The Mudcat Café TM
Thread #51103   Message #791843
Posted By: wysiwyg
26-Sep-02 - 12:49 PM
Thread Name: BS: Making Dreams Come True? --Hesperis
Subject: RE: BS: Making Dreams Come True? --Hesperis
Hess, I see how the plans all link together. But on a day to day basis, if you focus firmly on what you can actually do that day, and on all the good things surrounding you, the rest of the pieces will come together. For example, if the day comes that what you can do that day is move to the shelter, then you will also find a way to keep using a computer to do everything else that you can do.

It is very hard, I know, to keep making long range plans and working toward them, AND live one day at a time. My experience has been that when the long range plan and the one-day-at-a-time don't mesh, and result in more stress instead of more solutions, then the person may not yet be on the right mission they are called to be on. Sometimes that mission changes when we are not looking. Needing to be needed, and being called to be needed, may not be the same thing. So if pursuit of the longer plan makes the daily function go down and down, something is wrong with that picture somewhere.

If on the other hand you find (logically and dispassionately) that the daily function IS going in an upward direction, but just FEELS like death, then what is needed is probably more silent laptime. The tears may not be the problem-- the lack of a safe lap to shed them, and a hand drawing your attention back into the good things in present time afterwards, may be what's actually missing here.

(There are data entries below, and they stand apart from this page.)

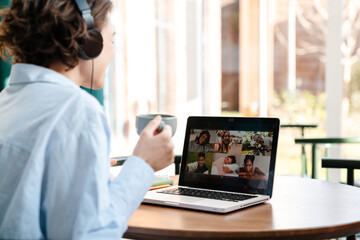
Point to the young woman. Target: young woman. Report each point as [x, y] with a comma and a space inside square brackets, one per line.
[54, 137]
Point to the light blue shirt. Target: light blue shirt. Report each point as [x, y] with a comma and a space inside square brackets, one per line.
[54, 163]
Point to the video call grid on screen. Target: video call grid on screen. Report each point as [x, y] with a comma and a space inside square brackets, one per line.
[255, 176]
[243, 154]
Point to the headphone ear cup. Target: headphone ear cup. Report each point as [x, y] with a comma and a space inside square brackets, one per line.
[92, 46]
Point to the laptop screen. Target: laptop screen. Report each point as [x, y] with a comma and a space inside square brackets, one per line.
[230, 153]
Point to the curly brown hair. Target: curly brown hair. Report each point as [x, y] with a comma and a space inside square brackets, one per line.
[43, 32]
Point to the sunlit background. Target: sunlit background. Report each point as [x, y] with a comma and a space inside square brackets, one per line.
[297, 60]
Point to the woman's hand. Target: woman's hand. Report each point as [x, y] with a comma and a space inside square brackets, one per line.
[157, 149]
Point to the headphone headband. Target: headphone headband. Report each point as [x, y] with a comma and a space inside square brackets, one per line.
[92, 46]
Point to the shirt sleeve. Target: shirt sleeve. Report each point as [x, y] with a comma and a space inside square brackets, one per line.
[79, 200]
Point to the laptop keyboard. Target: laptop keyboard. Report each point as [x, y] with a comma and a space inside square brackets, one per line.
[233, 197]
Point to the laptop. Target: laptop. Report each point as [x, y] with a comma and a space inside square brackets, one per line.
[227, 164]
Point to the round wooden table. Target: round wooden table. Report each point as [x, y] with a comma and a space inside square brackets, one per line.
[300, 208]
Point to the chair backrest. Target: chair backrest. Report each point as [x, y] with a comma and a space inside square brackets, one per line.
[349, 164]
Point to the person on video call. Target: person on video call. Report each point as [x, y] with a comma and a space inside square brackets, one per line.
[225, 144]
[225, 166]
[201, 143]
[198, 166]
[54, 137]
[248, 171]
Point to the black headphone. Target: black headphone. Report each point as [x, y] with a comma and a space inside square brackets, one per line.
[92, 46]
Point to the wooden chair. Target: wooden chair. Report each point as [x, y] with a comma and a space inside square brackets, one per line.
[349, 164]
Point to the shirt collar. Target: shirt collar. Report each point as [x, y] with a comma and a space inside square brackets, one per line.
[22, 73]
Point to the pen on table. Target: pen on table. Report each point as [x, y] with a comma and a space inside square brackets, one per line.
[160, 186]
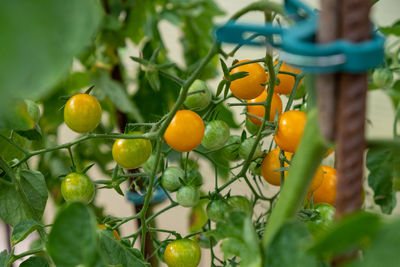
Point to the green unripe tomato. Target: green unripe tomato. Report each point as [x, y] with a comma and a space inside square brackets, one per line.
[200, 100]
[251, 127]
[382, 78]
[77, 187]
[188, 196]
[131, 153]
[240, 204]
[231, 148]
[149, 164]
[33, 110]
[216, 135]
[217, 209]
[324, 220]
[300, 91]
[170, 178]
[245, 148]
[194, 177]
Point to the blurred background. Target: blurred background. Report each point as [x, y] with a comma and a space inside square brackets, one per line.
[380, 119]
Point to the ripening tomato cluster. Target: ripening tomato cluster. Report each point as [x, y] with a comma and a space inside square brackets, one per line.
[186, 131]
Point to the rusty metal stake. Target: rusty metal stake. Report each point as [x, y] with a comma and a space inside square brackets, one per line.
[355, 27]
[328, 31]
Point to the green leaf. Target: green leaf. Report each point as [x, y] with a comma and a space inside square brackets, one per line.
[35, 262]
[381, 164]
[4, 258]
[23, 229]
[384, 249]
[73, 240]
[242, 239]
[116, 253]
[351, 232]
[50, 56]
[34, 134]
[116, 93]
[289, 247]
[28, 201]
[392, 30]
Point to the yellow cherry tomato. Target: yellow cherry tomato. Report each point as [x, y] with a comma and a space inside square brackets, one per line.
[185, 131]
[82, 113]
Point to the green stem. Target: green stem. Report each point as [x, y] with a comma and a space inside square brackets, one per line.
[309, 154]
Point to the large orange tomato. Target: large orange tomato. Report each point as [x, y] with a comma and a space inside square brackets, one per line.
[259, 110]
[252, 85]
[185, 131]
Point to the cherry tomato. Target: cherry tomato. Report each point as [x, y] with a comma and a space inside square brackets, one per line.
[231, 149]
[194, 177]
[286, 81]
[290, 130]
[217, 209]
[188, 196]
[170, 178]
[82, 113]
[115, 233]
[245, 148]
[77, 187]
[185, 131]
[271, 163]
[259, 110]
[182, 253]
[200, 100]
[206, 241]
[252, 85]
[148, 165]
[131, 153]
[216, 135]
[326, 192]
[240, 204]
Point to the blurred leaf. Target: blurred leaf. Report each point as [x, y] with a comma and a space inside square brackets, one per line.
[242, 239]
[35, 262]
[381, 164]
[4, 258]
[349, 233]
[116, 93]
[116, 253]
[392, 30]
[37, 48]
[384, 248]
[289, 247]
[12, 209]
[23, 229]
[72, 240]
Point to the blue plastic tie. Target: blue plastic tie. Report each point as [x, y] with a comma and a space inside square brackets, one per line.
[298, 47]
[138, 199]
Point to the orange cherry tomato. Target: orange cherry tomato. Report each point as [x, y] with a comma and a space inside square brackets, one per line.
[271, 163]
[252, 85]
[259, 110]
[286, 81]
[326, 192]
[185, 132]
[290, 130]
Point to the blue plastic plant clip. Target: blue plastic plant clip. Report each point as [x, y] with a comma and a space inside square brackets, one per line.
[298, 47]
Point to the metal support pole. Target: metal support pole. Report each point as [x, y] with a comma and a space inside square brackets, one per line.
[355, 27]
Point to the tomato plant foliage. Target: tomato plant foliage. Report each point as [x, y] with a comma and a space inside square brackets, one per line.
[153, 124]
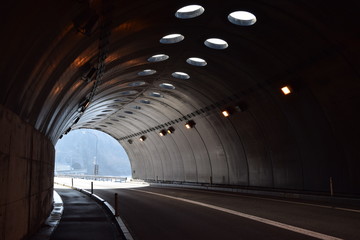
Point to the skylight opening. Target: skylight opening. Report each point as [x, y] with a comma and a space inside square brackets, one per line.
[189, 11]
[136, 84]
[180, 75]
[145, 101]
[242, 18]
[196, 61]
[216, 43]
[172, 38]
[167, 86]
[155, 94]
[147, 72]
[131, 92]
[158, 58]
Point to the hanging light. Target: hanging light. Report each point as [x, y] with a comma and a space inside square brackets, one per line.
[225, 113]
[162, 133]
[170, 130]
[190, 124]
[286, 90]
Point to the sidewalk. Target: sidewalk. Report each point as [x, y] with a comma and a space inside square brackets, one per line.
[84, 218]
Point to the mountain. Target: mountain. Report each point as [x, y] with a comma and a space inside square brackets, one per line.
[80, 150]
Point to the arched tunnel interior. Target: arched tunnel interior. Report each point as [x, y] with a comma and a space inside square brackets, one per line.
[137, 70]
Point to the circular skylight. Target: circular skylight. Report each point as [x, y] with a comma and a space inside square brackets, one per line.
[189, 11]
[121, 100]
[147, 72]
[158, 58]
[172, 38]
[155, 94]
[180, 75]
[167, 86]
[136, 84]
[216, 43]
[196, 61]
[145, 101]
[242, 18]
[113, 106]
[131, 92]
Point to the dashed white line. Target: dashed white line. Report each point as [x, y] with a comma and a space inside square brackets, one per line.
[252, 217]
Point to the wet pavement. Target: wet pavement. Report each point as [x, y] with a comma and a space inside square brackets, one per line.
[84, 218]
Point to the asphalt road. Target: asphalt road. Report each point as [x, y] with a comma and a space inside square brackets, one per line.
[151, 216]
[176, 213]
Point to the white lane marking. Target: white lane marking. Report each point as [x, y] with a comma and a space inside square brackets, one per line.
[252, 217]
[275, 200]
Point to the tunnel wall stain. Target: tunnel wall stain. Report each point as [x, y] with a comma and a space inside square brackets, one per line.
[26, 177]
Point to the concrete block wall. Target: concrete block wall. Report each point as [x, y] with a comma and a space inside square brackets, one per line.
[26, 177]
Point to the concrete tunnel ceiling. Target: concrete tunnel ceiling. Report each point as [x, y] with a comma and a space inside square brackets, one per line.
[136, 69]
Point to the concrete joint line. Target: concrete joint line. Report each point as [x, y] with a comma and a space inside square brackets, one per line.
[251, 217]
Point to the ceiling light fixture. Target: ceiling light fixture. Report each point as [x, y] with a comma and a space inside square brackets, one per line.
[226, 113]
[171, 130]
[162, 133]
[190, 124]
[286, 90]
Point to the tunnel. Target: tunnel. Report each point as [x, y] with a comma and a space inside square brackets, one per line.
[252, 94]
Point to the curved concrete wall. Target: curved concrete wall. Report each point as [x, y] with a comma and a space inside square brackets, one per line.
[26, 177]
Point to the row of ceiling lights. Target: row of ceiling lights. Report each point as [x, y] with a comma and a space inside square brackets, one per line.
[189, 124]
[286, 90]
[239, 18]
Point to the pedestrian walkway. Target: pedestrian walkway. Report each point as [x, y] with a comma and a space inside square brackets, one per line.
[83, 218]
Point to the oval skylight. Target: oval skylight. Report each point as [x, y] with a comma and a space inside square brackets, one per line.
[145, 101]
[113, 106]
[180, 75]
[131, 92]
[216, 43]
[136, 84]
[158, 58]
[242, 18]
[172, 38]
[147, 72]
[167, 86]
[121, 100]
[196, 61]
[155, 94]
[189, 11]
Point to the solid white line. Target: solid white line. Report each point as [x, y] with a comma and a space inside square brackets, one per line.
[248, 216]
[275, 200]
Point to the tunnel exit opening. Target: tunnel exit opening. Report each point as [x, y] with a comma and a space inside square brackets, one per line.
[90, 152]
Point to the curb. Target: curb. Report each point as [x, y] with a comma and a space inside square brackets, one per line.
[52, 221]
[107, 206]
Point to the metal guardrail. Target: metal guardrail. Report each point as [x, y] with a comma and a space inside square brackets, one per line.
[94, 177]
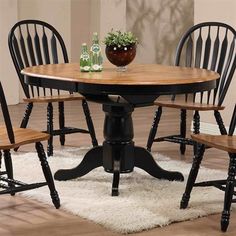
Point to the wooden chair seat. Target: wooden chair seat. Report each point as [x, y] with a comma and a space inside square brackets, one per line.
[189, 105]
[55, 98]
[222, 142]
[11, 138]
[22, 137]
[34, 42]
[210, 46]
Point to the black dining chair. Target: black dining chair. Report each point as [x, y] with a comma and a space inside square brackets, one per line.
[11, 138]
[34, 42]
[208, 45]
[222, 142]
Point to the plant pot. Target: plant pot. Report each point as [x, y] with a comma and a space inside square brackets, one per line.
[121, 56]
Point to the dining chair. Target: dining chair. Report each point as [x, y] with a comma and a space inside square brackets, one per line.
[208, 45]
[11, 138]
[222, 142]
[34, 42]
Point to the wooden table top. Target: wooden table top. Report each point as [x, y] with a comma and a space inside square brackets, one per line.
[136, 74]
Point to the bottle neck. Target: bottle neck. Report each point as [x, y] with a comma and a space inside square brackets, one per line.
[84, 50]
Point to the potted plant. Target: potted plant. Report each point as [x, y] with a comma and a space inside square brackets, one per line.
[120, 48]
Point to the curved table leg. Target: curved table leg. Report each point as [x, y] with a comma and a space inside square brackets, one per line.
[91, 160]
[144, 160]
[116, 178]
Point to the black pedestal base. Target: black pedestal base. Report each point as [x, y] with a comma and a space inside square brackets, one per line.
[118, 154]
[142, 159]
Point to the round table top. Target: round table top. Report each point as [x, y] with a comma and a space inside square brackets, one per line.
[136, 74]
[138, 84]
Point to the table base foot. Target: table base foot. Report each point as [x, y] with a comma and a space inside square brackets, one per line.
[145, 161]
[91, 160]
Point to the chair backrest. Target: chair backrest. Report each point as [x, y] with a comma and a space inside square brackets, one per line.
[29, 45]
[6, 115]
[209, 45]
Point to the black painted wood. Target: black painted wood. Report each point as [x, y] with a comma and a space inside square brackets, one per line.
[226, 185]
[192, 175]
[183, 116]
[34, 42]
[118, 154]
[208, 45]
[50, 128]
[13, 186]
[61, 122]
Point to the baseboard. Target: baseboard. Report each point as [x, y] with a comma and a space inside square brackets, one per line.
[208, 128]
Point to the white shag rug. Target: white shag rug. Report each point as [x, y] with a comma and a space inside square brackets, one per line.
[144, 202]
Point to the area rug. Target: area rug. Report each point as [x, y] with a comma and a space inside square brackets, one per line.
[144, 202]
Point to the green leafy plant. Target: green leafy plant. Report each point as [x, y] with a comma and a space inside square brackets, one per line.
[120, 39]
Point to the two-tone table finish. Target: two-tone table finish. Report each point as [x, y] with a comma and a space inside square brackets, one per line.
[120, 93]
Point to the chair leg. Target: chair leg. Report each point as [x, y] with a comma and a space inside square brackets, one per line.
[192, 175]
[89, 122]
[196, 127]
[183, 130]
[47, 174]
[61, 121]
[27, 114]
[153, 129]
[9, 168]
[228, 192]
[0, 159]
[25, 119]
[50, 128]
[220, 122]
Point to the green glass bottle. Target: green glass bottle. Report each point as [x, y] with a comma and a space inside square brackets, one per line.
[85, 63]
[96, 55]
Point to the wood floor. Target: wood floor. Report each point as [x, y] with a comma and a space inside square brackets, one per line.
[21, 216]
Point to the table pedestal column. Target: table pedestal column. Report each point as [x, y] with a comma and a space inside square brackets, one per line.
[118, 154]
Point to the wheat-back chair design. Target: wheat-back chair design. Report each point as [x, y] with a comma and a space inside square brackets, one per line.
[34, 42]
[11, 138]
[223, 142]
[208, 45]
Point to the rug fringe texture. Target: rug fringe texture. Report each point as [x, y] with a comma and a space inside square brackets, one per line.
[144, 202]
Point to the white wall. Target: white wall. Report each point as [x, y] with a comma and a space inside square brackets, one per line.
[8, 77]
[224, 11]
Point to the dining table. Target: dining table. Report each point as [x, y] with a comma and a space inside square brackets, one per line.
[120, 93]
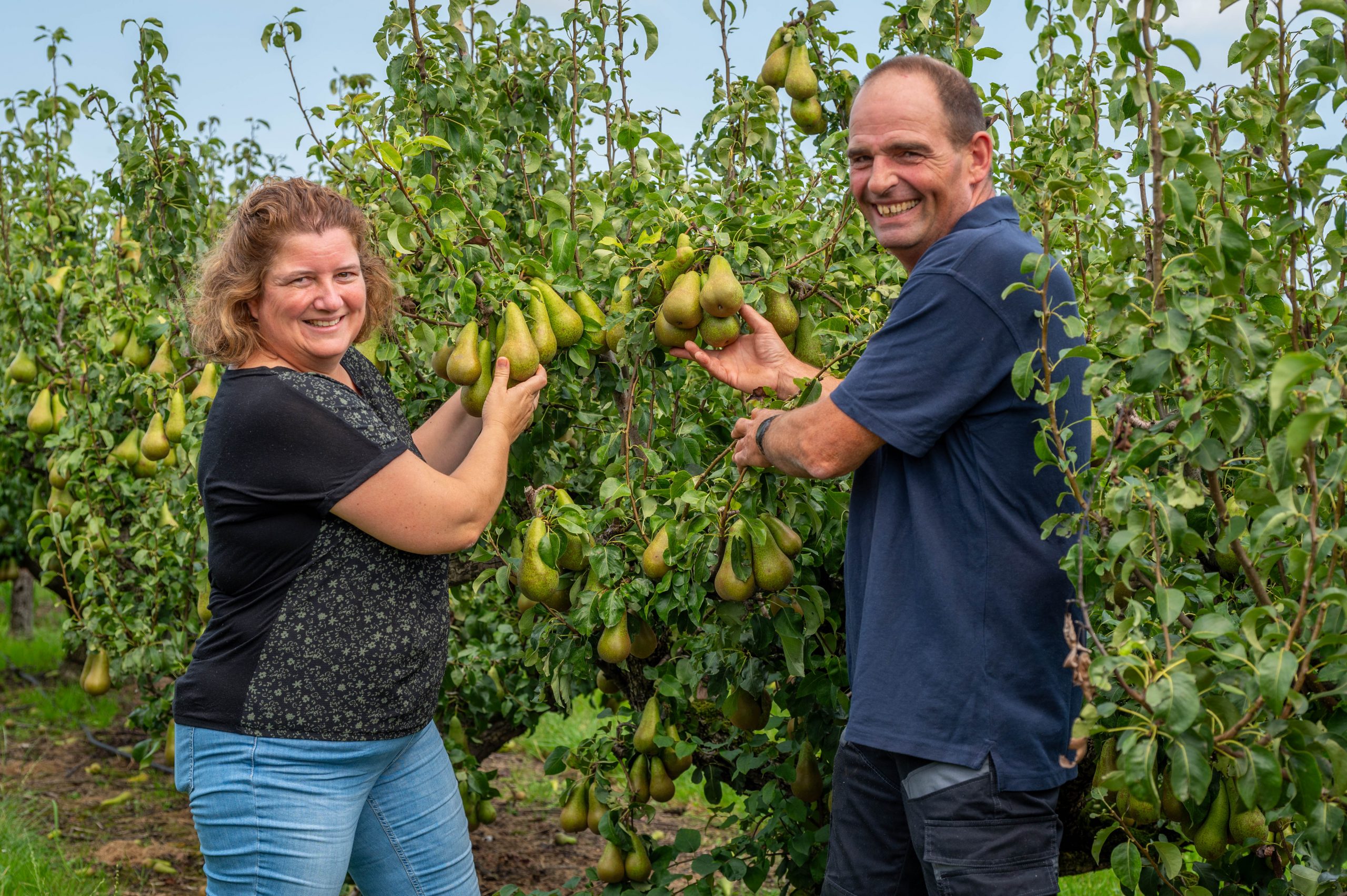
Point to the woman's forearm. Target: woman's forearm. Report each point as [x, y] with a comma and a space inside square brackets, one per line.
[448, 437]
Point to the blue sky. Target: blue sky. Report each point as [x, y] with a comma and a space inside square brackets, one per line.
[216, 51]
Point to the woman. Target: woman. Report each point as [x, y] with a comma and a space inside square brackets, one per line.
[305, 733]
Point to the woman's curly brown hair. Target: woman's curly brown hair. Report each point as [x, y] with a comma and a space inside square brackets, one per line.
[231, 275]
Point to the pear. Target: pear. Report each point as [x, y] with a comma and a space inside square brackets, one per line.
[1211, 836]
[640, 781]
[728, 584]
[589, 310]
[99, 679]
[652, 561]
[772, 569]
[780, 313]
[809, 781]
[576, 813]
[650, 726]
[597, 809]
[644, 640]
[154, 445]
[542, 330]
[39, 417]
[682, 306]
[722, 294]
[775, 66]
[518, 345]
[638, 861]
[720, 332]
[22, 368]
[615, 645]
[537, 578]
[464, 366]
[177, 418]
[162, 366]
[672, 764]
[620, 305]
[566, 323]
[128, 450]
[208, 386]
[670, 336]
[807, 115]
[807, 347]
[800, 81]
[662, 784]
[786, 538]
[612, 867]
[475, 397]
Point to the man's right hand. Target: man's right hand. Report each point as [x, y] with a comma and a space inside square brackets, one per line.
[756, 360]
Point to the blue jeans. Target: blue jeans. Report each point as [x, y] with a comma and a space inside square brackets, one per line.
[282, 817]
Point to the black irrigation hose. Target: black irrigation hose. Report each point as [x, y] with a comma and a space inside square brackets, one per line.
[84, 728]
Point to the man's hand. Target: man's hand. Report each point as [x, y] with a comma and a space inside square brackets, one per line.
[753, 361]
[745, 433]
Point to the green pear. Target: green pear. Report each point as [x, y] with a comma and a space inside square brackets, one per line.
[154, 445]
[464, 364]
[722, 294]
[670, 336]
[177, 417]
[518, 347]
[809, 781]
[650, 726]
[807, 347]
[615, 645]
[565, 321]
[39, 416]
[612, 865]
[786, 538]
[652, 560]
[475, 395]
[537, 578]
[540, 329]
[644, 640]
[807, 115]
[780, 313]
[576, 813]
[22, 368]
[800, 81]
[682, 306]
[772, 569]
[728, 582]
[128, 450]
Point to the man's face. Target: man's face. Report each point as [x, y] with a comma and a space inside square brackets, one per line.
[911, 183]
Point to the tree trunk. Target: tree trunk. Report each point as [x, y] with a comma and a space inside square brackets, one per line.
[21, 607]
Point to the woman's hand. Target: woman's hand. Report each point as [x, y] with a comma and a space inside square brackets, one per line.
[512, 407]
[756, 360]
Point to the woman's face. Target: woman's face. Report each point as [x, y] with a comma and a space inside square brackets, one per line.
[313, 299]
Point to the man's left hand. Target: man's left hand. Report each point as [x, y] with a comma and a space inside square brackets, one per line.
[745, 433]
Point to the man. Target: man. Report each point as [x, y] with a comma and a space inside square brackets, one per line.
[946, 779]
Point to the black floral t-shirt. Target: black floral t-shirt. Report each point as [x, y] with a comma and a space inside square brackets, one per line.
[318, 631]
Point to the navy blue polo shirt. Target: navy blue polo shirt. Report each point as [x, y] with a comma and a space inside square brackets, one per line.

When I have counseled on (as counselor and as client) chronic deep physical distress, the most important resource has been the frequent opportunity just to be held gently in a collapsed postion, belly to belly like a newborn should be draped over the curve of the mother's belly, and allowed to let go for a break from the need to keep thinking, solving, surviving. A place to say, "OK, I am not going to fight to be alive, for the next ten minutes, and YOU are in chage of the whole UNIVERSE for that long. Stand guard for me!" Tears, laughter, and a healing sort of yawning follow in short order. That's been more useful to me, because that lap has been there, than anything else. More valuable than my amazing persistence, more valuable than my incredible intelligence and limitless creativity in the face of despair, more valuable than all the help I got-- because what it gave me was more mental slack to live in the world each day.

Do you have a lap like that at your disposal, or can you put anyone in touch with me who I can teach how to give that kind of lap?